A new material made from microscopic layers of cobalt can convert carbon dioxide gas into formate - a fuel that can be burned with no toxic byproducts and used as a clean energy source.
Developed by a team of researchers in China, the material could be one way to deal with the 36 gigatonnes of CO2 we release into the atmosphere each year due to fossil fuel use. Scientists have been struggling for decades to come up with an energy-efficient way to transform CO2 into something useful, and early testing points to this new material as being one of the most promising options we've seen so far.
"This represents a fundamental scientific breakthrough," Karthish Manthiram, a chemical engineer from the California Institute of Technology who was not involved in the research, told William Herkewitz at Popular Mechanics.
"Certainly it will be a years-long process before this is worked into a successful, commercial device. But at this stage of development, by all conceivable metrics, this reaction looks very positive."
The material is just four atoms thick, and is made up of ultra-thin layers of pure cobalt metal and a cobalt oxide-cobalt metal mix. When it undergoes the process of electroreduction, which involves feeding a small electric current through the material to change the molecular structure of the CO2 inside, it produces a clean-burning fuel.
As Herkewitz explains, when an electric current is applied to the cobalt nanomaterial, it causes the molecules inside the material to interact with the CO2 molecules that are running freely through it. This causes hydrogen atoms to attach to carbon atoms from the CO2, prompting an extra electron to be propelled into one of its oxygen atoms. "With that, the CO2 becomes CHOO-, or formate," he says.
Lab tests with the material confirmed that it can maintain "stable current densities of about 10 milliamperes [of formate] per square centimetre over 40 hours, with approximately 90 percent formate selectivity at an overpotential of only 0.24 volts".
I know you want to, but don't freak out about what all that actually means just yet.
This "overpotential" is the amount of energy lost due to the slowness of electrochemical reactions sustained by electrodes such as this one. The smaller the overpotential, the better, but in order to make something efficient, it has to maintain that small overpotential while also keeping the rate of fuel production up.
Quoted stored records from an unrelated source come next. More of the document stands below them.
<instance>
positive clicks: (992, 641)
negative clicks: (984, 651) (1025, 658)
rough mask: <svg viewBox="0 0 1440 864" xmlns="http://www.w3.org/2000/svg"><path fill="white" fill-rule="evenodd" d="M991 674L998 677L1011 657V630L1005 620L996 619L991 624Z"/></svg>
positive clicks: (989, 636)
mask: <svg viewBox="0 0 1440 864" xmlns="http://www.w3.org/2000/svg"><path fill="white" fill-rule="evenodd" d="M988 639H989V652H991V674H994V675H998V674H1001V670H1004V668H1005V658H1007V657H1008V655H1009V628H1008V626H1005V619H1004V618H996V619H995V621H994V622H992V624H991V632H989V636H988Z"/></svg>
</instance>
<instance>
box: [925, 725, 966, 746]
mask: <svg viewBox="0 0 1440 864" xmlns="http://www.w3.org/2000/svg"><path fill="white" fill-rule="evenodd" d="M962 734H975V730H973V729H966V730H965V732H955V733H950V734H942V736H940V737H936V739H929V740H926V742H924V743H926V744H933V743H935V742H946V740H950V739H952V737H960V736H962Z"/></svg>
This is where many attempts at CO2 electroreduction have fallen short in the past.
Manthiram, who is himself working on his own CO2 electroreduction solutions, told Popular Mechanics that not only can this new material sustain that low overpotential while also achieving a high rate of formate production, it manages to keep everything stable too. "It's very rare and difficult to find a material that satisfies all three of those constraints," he said, adding that this material is "the best we've seen" so far.
The team, from China's Hefei National Laboratory for Physical Sciences, describes the material in the journal Nature. The next step will be to demonstrate how it can be incorporated into commercial technology so we can start using up some of the CO2 that's floating around in our atmosphere, causing trouble.